From the early 1960s, Matthew decisively entered a new phase of life, which coincided with the award of a knighthood on 13 February 1962. Largely casting off day-to-day involvement in RMJM work in the UK and the Edinburgh University department (retiring from the Forbes Professorship and departmental headship in the summer of 1968), Matthew threw himself into a new, intense concentration on architectural ‘diplomatic’ tasks, as well as some completely new challenges, such as a commission to mastermind the re-planning of the devolved state of Northern Ireland. In addition to serving as President of the RIBA (1962-64), Matthew assumed an increasingly global role as an architectural statesman, serving as President of the International Union of Architects (IUA) from 1961 to 1965 (UK representative on the Executive Committee from November 1953 and Vice-President from 1957) and President of the Commonwealth Association of Architects from 1965 and 1969. In these capacities, he travelled extensively and dealt with issues including the need to counteract cold-war tendencies within architecture and decolonisation. From the 1960s, Matthew’s RMJM workload also began to re-orientate itself overseas, with projects including a large-scale master-planning project in Islamabad; the development of a large suburban area of Tripoli in Libya; a commission to design Coleraine University in Northern Ireland; and a multifaceted educational building and planning programme in Nigeria.

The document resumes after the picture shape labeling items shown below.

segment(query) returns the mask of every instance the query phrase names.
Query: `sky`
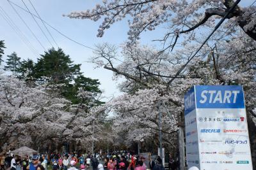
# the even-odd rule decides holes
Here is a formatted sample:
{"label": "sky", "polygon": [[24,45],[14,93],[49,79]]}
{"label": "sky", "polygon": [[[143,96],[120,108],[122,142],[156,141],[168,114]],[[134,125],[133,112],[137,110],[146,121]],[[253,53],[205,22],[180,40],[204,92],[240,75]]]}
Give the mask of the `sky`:
{"label": "sky", "polygon": [[[22,0],[11,1],[26,8]],[[94,48],[95,45],[108,42],[118,46],[127,38],[128,24],[125,20],[115,23],[109,30],[105,32],[105,34],[102,38],[97,38],[96,35],[99,26],[100,24],[100,21],[95,22],[89,20],[70,19],[68,17],[63,16],[63,14],[68,14],[73,11],[83,11],[87,9],[92,9],[96,4],[100,3],[102,1],[30,1],[43,20],[66,36],[84,45]],[[36,13],[30,4],[29,0],[23,0],[23,1],[29,10],[35,14]],[[241,5],[242,6],[246,6],[252,4],[253,1],[253,0],[242,0]],[[5,46],[6,46],[4,50],[5,55],[9,55],[15,51],[22,59],[29,58],[36,61],[36,59],[40,57],[39,54],[44,53],[44,48],[33,37],[33,34],[12,9],[7,0],[0,0],[0,39],[4,40]],[[49,49],[51,48],[51,45],[48,42],[31,15],[15,6],[14,7],[45,48]],[[27,46],[20,36],[3,18],[3,15],[4,14],[4,11],[3,10],[19,27],[22,34],[29,41],[36,52],[31,52],[31,49]],[[40,20],[36,19],[36,21],[52,44],[54,46],[53,40],[49,34],[48,34],[44,25],[42,25]],[[89,59],[93,55],[92,49],[86,48],[74,43],[50,27],[48,27],[48,29],[50,31],[58,46],[63,50],[65,53],[69,55],[75,63],[82,64],[81,71],[84,73],[86,76],[99,80],[101,83],[100,88],[104,90],[104,95],[105,96],[111,97],[113,96],[117,96],[121,94],[117,88],[118,81],[113,81],[112,79],[113,73],[111,71],[103,68],[95,69],[95,65],[88,62]],[[163,31],[163,29],[159,27],[153,32],[148,31],[146,33],[143,33],[141,38],[142,43],[145,44],[148,43],[153,44],[151,40],[162,37]],[[108,99],[106,99],[106,100]]]}

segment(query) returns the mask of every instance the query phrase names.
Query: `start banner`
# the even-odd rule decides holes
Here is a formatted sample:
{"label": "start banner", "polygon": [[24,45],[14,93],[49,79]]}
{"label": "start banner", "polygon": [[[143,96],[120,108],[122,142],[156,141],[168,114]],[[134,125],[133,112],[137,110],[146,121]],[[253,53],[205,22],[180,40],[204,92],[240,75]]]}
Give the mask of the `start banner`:
{"label": "start banner", "polygon": [[241,86],[196,85],[184,103],[189,168],[253,169]]}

The breakdown of faith in Modernist ‘progress’ and mass building required Matthew to adapt his ideology from the late 1960s, promoting a more human and participatory approach to architecture, and becoming increasingly committed to the emerging conservation movement and Scottish nationalism. Despite his sometimes contradictory architectural approaches, Matthew had always been a proponent of conservation, especially in Edinburgh, having been active in a range of heritage organisations, such as the Historic Building Council for Scotland, the Saltire Society and the Royal fine Art Commission for Scotland. He also helped to set up the Scottish Civic Trust in 1965-7 and served as special ‘consultant adviser’ to the Secretary of State on conservation policy matters between 1970 and 1973. Matthew’s conservation efforts culminated in a condition survey of the entire New Town and a conference at the Assembly Rooms in June 1970 which led to the creation of the Edinburgh New Town Conservation Committee. During the years from the late 1960s, Matthew also became involved with numerous building and environmental conservation initiatives abroad.

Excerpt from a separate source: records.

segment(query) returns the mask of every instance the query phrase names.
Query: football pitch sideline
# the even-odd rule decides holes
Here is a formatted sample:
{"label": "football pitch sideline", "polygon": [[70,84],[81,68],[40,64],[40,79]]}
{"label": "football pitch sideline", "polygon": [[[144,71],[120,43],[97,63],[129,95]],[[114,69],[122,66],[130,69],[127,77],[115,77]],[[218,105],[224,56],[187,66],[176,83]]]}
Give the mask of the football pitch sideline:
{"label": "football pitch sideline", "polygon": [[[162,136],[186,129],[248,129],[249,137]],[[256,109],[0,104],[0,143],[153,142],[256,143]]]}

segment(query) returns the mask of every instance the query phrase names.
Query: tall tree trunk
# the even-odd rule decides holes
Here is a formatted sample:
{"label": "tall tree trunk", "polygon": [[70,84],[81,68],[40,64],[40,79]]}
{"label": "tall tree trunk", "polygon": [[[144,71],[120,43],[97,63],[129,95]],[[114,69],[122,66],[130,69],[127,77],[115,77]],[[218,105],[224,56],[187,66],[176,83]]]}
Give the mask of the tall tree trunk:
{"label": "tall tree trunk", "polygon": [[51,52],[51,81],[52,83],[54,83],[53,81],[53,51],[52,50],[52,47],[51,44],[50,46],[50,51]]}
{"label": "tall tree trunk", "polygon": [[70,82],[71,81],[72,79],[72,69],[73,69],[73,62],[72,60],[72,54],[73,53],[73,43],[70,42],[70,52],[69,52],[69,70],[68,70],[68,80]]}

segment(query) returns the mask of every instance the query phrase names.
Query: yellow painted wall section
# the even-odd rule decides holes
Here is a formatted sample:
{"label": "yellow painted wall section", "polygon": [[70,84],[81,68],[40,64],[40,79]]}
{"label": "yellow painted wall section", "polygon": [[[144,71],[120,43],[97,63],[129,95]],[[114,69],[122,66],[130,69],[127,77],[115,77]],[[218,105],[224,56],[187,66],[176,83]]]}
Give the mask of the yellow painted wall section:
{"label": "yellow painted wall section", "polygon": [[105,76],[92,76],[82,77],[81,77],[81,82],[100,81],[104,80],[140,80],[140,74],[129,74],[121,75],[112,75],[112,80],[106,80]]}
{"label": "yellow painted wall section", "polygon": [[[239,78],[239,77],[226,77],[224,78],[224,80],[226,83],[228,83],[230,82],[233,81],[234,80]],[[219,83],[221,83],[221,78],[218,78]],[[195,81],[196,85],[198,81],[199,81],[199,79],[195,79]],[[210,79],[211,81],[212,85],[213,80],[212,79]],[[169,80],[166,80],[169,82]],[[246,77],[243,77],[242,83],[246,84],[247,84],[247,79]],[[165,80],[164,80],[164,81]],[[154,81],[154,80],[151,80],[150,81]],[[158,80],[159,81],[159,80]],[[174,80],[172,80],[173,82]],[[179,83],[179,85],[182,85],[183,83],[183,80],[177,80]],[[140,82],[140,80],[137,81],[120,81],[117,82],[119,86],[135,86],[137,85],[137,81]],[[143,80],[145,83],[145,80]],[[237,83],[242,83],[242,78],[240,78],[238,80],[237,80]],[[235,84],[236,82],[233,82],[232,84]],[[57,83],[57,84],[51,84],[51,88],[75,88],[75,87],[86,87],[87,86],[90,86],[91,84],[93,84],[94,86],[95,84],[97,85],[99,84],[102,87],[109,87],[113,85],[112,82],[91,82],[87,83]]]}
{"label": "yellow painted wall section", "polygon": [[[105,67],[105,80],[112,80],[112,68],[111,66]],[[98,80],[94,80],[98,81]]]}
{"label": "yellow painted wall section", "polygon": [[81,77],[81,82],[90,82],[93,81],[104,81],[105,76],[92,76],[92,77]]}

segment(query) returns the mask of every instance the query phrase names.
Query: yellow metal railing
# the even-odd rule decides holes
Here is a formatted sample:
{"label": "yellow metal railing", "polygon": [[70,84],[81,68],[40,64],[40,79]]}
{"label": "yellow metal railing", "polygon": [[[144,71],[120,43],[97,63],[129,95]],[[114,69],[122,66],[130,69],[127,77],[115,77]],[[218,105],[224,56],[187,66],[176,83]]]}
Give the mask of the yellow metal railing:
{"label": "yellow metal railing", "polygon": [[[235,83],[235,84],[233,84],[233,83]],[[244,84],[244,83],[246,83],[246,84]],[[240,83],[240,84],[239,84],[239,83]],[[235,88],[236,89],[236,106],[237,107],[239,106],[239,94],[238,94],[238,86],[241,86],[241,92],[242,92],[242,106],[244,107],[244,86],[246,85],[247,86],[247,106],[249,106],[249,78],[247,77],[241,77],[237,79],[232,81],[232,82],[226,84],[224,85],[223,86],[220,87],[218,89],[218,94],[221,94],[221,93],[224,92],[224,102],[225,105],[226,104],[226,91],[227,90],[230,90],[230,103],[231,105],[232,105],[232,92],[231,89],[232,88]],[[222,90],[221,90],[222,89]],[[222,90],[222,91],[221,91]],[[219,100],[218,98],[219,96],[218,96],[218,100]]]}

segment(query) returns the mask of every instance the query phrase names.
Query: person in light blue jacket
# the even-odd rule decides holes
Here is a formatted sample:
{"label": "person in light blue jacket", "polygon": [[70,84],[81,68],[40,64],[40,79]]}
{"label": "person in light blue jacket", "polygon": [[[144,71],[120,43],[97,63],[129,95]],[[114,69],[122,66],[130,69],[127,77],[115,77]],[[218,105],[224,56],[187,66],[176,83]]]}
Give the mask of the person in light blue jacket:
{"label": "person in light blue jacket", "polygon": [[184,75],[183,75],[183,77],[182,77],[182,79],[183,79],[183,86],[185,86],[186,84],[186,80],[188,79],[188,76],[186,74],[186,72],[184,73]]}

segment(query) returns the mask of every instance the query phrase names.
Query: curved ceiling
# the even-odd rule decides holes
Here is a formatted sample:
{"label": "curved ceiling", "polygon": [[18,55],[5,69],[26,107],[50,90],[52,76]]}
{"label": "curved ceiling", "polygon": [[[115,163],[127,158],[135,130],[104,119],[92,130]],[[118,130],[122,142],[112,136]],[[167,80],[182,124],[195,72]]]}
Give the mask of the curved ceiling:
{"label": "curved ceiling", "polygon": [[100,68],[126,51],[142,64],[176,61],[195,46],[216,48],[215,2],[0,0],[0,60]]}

Matthew was awarded the RIBA Royal Gold Medal for Architecture in 1970. In the 1970s, he had very little involvement with the firm, but remained active, undertaking consultancy work, judging architectural competitions and continuing to travel. Matthew never retired. He became ill with cancer while on business in France in December 1974 and died on 21 June 1975, survived by his wife and children.